Prove it yourself — don't take my word for it

A security tool you can't verify is a vibe. Everything here is deterministic and reproducible: you run the command, you get the same answer I do. No API key, no LLM, no randomness.

pip install git+https://github.com/yingchen-coding/agentguard

# 1. Watch the attack fire, then watch agentguard catch it (safe — nothing real runs):
python docs/examples/poc/exploit_demo.py

# 2. Scan your own installed agents (or vet someone else's repo before you install it):
agentguard --score ~/.claude
agentguard wshobson/agents      # 450+ real community agents, vetted in one command

The POC plants a hidden directive in a file the agent "summarizes"; on the vulnerable definition it reaches the execution sink, on the hardened one it's inert — then agentguard flags the vulnerable one with the exact finding. The --score is a fast A–F summary; individual findings are the source of truth:

Security grade: D (66/100) — 1 critical, 0 major, 0 minor across 8 definitions

Why this is real, not hand-waving

  • It reasons about capabilities, not keywords. The vuln is a combination — reads untrusted input + can run Bash / write / hit the network + no "data, not instructions" guard. agentguard parses each agent's tools: grant to find it, and knows the most common footgun: an agent with no tools: field inherits every tool.
  • Mapped to the standards. Every security rule cites its OWASP LLM Top 10 (2025) and MITRE ATLAS technique, inline on the finding (docs/threat-mapping.md). It catches documented, real-world attack classes — indirect injection, markdown-image exfiltration, confused-deputy, sub-agent propagation, command-arg injection — cataloged with references in docs/attacks.md (runnable fixtures in docs/examples/attacks/).
  • Measured against reality, not a toy benchmark. A labeled benchmark with adversarial evasion cases gives 100% precision / 93% recall (make bench, gated in CI) — but a benchmark you wrote yourself flatters you. So the rules are tuned against hundreds of real community agents: scanning a 450-agent corpus exposed rules that cried wolf on agents merely discussing auth ("API key authentication", "credential management"), and those false-positive classes were fixed, not hidden — AL301 dropped from 65 findings to 2 on that corpus, with recall held. The one remaining benchmark miss is deliberately documented (a fully arbitrary euphemism has no lexical signal — the honest boundary of a deterministic scanner). Precision is a number this tool earns on code it didn't write, not a claim.
  • It's where the work is going. Anthropic's own Claude Code team: once AI writes the code, the bottleneck moves to verification, review, and security — and humans stay on "trust boundaries and security-sensitive code." agentguard automates the mechanical half of that review.

Install

pip install git+https://github.com/yingchen-coding/agentguard
# or for development:
git clone https://github.com/yingchen-coding/agentguard && cd agentguard && pip install -e .

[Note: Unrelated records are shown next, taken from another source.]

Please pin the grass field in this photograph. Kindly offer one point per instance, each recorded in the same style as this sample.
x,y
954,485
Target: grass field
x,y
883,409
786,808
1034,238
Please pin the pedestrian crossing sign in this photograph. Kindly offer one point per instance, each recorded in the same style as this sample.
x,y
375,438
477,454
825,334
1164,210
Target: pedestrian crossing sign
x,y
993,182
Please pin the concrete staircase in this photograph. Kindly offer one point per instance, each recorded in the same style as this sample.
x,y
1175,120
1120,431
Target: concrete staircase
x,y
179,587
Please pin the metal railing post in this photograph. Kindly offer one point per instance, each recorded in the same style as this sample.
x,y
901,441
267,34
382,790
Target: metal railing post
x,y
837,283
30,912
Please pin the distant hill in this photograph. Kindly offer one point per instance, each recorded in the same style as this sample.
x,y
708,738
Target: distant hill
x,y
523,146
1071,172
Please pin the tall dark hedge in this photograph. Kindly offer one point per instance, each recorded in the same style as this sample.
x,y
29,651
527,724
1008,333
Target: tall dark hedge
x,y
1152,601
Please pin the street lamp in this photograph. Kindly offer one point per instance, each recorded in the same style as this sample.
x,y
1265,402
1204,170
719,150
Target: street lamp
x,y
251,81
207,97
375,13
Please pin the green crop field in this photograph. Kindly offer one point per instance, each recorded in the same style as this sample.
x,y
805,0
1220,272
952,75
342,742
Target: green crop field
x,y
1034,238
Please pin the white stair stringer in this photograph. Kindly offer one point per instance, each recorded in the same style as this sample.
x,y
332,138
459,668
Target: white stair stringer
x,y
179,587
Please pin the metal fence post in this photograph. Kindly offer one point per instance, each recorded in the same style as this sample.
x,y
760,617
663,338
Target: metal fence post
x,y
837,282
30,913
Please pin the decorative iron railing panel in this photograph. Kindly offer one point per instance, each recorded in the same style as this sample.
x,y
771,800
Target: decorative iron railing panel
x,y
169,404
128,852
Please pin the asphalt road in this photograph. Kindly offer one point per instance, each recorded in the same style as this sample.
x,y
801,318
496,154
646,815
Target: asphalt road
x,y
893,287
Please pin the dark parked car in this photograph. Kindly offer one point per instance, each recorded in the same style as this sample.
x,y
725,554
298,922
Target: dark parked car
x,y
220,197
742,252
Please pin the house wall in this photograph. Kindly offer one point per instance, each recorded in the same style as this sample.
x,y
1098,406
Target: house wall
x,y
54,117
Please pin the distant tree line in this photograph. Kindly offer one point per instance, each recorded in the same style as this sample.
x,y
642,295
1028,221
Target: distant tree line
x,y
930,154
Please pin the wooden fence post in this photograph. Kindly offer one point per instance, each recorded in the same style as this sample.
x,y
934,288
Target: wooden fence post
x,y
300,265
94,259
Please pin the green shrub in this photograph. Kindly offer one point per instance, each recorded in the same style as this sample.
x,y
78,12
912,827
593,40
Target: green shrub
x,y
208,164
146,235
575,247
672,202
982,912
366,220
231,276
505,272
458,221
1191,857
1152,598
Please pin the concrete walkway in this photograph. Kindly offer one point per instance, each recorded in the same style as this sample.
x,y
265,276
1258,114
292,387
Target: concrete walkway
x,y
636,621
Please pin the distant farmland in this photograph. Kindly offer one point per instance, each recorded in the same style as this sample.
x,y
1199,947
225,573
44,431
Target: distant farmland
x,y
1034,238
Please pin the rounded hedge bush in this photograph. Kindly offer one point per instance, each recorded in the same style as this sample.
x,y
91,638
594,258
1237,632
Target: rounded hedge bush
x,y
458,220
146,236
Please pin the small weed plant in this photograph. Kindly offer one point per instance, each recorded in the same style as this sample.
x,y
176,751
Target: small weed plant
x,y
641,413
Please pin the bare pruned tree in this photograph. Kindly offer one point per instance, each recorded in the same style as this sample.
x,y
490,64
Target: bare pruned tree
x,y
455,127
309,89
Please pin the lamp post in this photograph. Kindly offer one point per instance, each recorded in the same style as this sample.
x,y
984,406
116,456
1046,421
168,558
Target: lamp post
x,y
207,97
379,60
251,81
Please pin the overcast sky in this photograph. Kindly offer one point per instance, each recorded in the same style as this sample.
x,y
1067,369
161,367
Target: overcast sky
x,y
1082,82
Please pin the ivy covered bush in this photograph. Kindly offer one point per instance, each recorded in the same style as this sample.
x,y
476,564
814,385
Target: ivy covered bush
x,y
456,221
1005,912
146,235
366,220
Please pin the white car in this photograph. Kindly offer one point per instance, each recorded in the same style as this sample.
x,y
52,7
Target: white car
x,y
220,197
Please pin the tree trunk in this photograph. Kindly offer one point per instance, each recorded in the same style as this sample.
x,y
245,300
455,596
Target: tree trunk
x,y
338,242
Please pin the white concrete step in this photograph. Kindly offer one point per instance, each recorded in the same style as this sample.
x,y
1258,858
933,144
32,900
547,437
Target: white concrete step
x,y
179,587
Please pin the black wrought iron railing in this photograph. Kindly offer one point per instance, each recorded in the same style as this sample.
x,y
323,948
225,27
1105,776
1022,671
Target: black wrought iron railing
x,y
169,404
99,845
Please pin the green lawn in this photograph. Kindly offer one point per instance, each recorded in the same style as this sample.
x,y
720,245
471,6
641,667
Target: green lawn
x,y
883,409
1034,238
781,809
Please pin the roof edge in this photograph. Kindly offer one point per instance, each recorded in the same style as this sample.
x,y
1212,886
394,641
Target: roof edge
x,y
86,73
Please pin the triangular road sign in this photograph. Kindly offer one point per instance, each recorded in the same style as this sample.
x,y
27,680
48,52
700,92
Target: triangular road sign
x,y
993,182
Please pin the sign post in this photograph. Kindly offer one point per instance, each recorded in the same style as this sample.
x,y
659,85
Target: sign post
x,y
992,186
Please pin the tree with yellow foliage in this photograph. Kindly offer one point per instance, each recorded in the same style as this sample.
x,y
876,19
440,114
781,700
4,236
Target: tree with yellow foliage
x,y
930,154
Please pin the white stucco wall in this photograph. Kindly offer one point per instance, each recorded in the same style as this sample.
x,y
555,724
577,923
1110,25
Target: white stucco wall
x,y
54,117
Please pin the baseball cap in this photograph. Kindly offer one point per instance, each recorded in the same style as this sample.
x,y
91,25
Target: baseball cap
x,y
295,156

Python ≥ 3.9, zero dependencies.

Usage

agentguard                       # scan ./  (auto-discovers agents/, commands/, skills/)
agentguard path/to/agent.md      # one file
agentguard owner/repo            # vet a plugin BEFORE you install it (shallow-clones & scans)
agentguard --score ~/.claude     # one-line A–F security grade after the detailed findings
agentguard --fix .               # auto-harden: add the missing data-not-instructions guard
agentguard --select AL300,AL301,AL302,AL303,AL305 .   # security rules only
agentguard --publish-check .     # + repo checks: LICENSE, README, secrets, malware
agentguard --workflow-scan prompt --text "is CI green and done?"   # scan prompts/log text
git log --format='%an <%ae>%n%cn <%ce>%n%B' | agentguard --workflow-scan git-log --stdin
agentguard --automation-doctor --automation-log ./examples/cron.log:30 \
  --automation-path ./examples                              # diagnose cron/launchd/TCC failures
agentguard --interop-check agent-manifest.json       # check agent identity/capability/tool-schema readiness
agentguard --workspace-plan --text "Run an agent on my remote Mac with screenshots"
agentguard --format sarif -o agentguard.sarif .       # GitHub code-scanning
agentguard --format json .                            # machine-readable
agentguard --fail-at critical .                       # only block on critical
agentguard --update-baseline .agentguard-baseline.json .   # snapshot existing findings
agentguard --baseline .agentguard-baseline.json .          # fail only on NEW findings
agentguard --list-rules                               # full catalog

Exit codes: 0 clean (relative to --fail-at, default major), 1 findings at/above threshold, 2 usage error.

Interop Readiness

--interop-check validates a JSON agent manifest before you try to connect it to other agents or agent runtimes. It checks for stable identity, versioning, capability declarations, tool input schemas, permission boundaries, human-confirmation classes, and audit fields. These checks are readiness checks, not a claim of compliance with any still-evolving vendor or national standard.

Workspace Planning

--workspace-plan ranks where an agent should run: local desktop, remote Mac, cloud PC, phone agent, or a narrow enterprise app agent. It looks at GUI, screenshot, audio, private-file, messaging, purchase, and app-action requirements, then emits required evidence such as latency samples, audit logs, permission boundaries, and screenshot logs. It does not start or control any workspace.

Configuration

Set defaults in [tool.agentguard] in pyproject.toml (or a .agentguard.toml); CLI flags override them:

[tool.agentguard]
ignore = ["AL206"]
fail-at = "critical"
publish-check = true

Adopting on an existing repo

Already have findings? Snapshot them once and let CI gate only on new ones:

agentguard --update-baseline .agentguard-baseline.json .   # commit this file
agentguard --baseline .agentguard-baseline.json .          # now only regressions fail

📚 Every rule, with rationale and fixes: docs/rules.md.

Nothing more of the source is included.